WASHINGTON — A potential casualty of the “fiscal cliff” standoff is the ability of Congress to adjust an outdated tax code provision that could significantly boost what millions of middle-income households owe to the government.
The provision, called the alternative minimum tax, or AMT, was enacted in 1969 to make sure that the very wealthy paid some income tax.
But the threshold for the usually higher tax was not indexed for inflation, and it threatens each year to ensnare millions of people it was never intended to catch — prompting the annual congressional fix.
This year, however, the AMT is caught up in the broader fight over extending the President George W. Bush-era tax cuts and reducing government spending.
The Internal Revenue Service warned lawmakers that if they don’t act by Dec. 31, the number of people facing the AMT in April would jump to about 33 million from about 4 million who had to pay it this year.
For those who haven’t faced it before, the effect could be a shock — an average increase of about $3,700 per household, according to the nonpartisan Tax Policy Center.
Without an AMT patch, those taxpayers would be faced “with a very large, unexpected tax liability,” acting IRS Commissioner Steven T. Miller wrote to key lawmakers this month.
Fixing the tax is a rare example of bipartisan agreement in Washington. Democrats and Republicans have joined together nine times since 2001 to make one- or two-year fixes to the annual taxable income level at which the AMT kicks in.
If no fix is made by Dec. 31, the threshold at which the AMT would kick in for the 2012 tax year will drop to $33,750 from $48,450 for individuals. The level for joint filers will drop to $45,000 from $74,450. Those are the same thresholds that existed in 1993.
“The alternative minimum tax was put in place to target a few millionaires,” Sen. Kay Bailey Hutchison, R-Texas, told her colleagues on the Senate floor this month. “Now, because of inflation and wage increases, it is targeted right at the middle class.”

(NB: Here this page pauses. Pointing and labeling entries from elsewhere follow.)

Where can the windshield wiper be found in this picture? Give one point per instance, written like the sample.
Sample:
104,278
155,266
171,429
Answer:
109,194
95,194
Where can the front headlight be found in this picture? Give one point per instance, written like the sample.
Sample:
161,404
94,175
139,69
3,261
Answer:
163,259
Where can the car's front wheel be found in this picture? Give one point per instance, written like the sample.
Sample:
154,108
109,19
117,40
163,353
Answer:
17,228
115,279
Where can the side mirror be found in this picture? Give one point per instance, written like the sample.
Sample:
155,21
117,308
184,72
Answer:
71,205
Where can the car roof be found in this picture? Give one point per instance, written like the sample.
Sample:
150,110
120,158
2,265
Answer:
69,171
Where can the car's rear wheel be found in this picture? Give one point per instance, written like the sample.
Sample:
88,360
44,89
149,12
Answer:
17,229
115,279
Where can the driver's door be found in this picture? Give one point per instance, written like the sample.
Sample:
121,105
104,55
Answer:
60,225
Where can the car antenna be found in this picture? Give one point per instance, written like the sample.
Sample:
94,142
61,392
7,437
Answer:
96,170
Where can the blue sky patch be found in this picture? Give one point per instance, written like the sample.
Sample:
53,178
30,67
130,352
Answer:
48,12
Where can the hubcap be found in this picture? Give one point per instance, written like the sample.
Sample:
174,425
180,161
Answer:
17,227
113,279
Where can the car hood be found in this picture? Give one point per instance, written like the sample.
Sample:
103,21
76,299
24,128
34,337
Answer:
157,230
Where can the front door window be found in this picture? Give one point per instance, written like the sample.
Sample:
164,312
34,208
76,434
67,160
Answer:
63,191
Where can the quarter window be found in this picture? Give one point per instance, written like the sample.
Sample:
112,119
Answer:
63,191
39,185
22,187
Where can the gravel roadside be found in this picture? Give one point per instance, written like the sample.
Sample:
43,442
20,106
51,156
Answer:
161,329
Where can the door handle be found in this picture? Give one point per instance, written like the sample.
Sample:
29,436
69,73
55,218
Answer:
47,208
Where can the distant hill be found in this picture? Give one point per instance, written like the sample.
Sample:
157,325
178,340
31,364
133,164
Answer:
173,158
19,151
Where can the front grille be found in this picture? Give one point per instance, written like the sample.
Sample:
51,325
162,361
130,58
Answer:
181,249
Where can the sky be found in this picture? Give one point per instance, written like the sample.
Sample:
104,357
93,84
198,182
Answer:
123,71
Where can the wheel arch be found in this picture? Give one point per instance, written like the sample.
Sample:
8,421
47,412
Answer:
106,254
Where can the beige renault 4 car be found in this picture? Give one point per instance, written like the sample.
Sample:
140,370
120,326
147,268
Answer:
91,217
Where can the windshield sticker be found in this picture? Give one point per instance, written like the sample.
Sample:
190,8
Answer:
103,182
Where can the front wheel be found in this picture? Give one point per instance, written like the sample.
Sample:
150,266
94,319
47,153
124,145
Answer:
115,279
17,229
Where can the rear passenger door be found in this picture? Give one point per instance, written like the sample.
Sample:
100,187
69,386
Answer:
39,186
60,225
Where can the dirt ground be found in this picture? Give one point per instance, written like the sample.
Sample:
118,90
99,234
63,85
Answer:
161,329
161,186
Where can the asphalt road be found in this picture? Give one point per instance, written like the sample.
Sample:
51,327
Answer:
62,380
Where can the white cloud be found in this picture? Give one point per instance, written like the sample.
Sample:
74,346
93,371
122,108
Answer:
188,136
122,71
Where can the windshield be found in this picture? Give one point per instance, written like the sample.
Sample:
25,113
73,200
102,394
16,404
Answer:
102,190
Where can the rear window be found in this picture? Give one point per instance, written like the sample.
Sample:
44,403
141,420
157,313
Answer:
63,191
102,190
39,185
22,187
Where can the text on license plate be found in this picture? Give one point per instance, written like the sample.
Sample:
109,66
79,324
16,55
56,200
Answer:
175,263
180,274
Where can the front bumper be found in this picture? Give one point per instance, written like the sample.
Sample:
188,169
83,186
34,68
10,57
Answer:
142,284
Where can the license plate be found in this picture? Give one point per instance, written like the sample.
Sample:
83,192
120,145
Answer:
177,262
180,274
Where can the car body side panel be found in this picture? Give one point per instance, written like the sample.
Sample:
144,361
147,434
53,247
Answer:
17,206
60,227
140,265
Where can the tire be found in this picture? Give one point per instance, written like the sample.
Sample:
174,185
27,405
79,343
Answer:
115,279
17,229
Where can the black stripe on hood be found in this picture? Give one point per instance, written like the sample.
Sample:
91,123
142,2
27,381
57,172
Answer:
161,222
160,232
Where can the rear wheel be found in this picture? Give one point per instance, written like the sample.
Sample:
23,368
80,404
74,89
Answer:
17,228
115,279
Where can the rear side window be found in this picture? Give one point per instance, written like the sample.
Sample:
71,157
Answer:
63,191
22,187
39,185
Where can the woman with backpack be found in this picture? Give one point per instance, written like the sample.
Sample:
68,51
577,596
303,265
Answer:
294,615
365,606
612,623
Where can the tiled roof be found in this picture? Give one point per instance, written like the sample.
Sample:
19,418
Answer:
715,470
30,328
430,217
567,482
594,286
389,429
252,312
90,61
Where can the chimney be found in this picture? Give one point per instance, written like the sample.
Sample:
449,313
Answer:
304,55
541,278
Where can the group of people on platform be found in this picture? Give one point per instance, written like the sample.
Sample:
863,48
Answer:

This year, fixing the tax has become more complicated as Congress and the White House wrestle with the large automatic tax increases and spending cuts coming in January, a combination known as the fiscal cliff.
Normally, lawmakers would pass the AMT patch along with other noncontroversial extensions of expiring temporary tax provisions. Some on Capitol Hill would like to clear away those issues first before tackling the much more contentious fiscal cliff issues.
But other lawmakers want to keep the AMT linked to the fiscal cliff because it adds to the consequences for average Americans of not striking a deficit-reduction deal by the end of the year.
“This year, as in every year, there is a strong bipartisan desire to patch it,” said Edward D. Kleinbard, a University of Southern California law professor and former chief of staff of Congress’ Joint Committee on Taxation. “It’s just being held hostage.”
The AMT is, in effect, a second tax system, Kleinbard said.
It has a lower rate, but does not allow many important deductions, particularly the ability to deduct state and local taxes. That makes the AMT more of a threat to people in California and other high-tax states, he said.
“People think the AMT is for fat cats or for tax-shelter junkies and then they discover it, in fact, applies to regular folks,” he said.
A person whose annual taxable income is above the threshold must figure out how much taxes are owed under the AMT system and under the regular tax system. The person then pays the higher amount.
“It’s insane to have two rival tax systems, side by side, that apply to millions of people,” Kleinbard said. “And it’s also absurd that every year we’re required to participate in this roller coaster of ‘Will Congress patch it or not?’”
A permanent fix would be costly because it would eliminate future revenue from the AMT under budget rules that assume the thresholds are not adjusted.
In his proposed fiscal 2013 budget, President Barack Obama asked Congress to permanently index the AMT thresholds to inflation. The plan, which was not approved by Congress, would have reduced tax revenues by $1.9 trillion over the next decade.
Over the years, Congress has made a series of temporary fixes that are less costly to long-term budget projections.
Still, a two-year patch proposed in the Senate would cost the government $132.2 billion in lost revenue.
An additional complication is that if Congress doesn’t act by Dec. 31, the AMT thresholds would be in place for people filing their 2012 income taxes next year. Congress could still fix the tax retroactively, but the uncertainty would create havoc for filers and the IRS, Miller warned lawmakers.
The IRS is assuming a fix will come, he said. If it doesn’t, the agency would have to rework its computer systems. The “magnitude and complexity of the changes” could prevent many taxpayers from filing returns until the end of March or maybe later, he said.
Kleinbard said some taxpayers would delay filing their returns, while others would have to guess whether Congress would make a retroactive change. Guessing the wrong way could lead to an overdue tax bill and potential penalties or paying too much to the government on their returns, he said.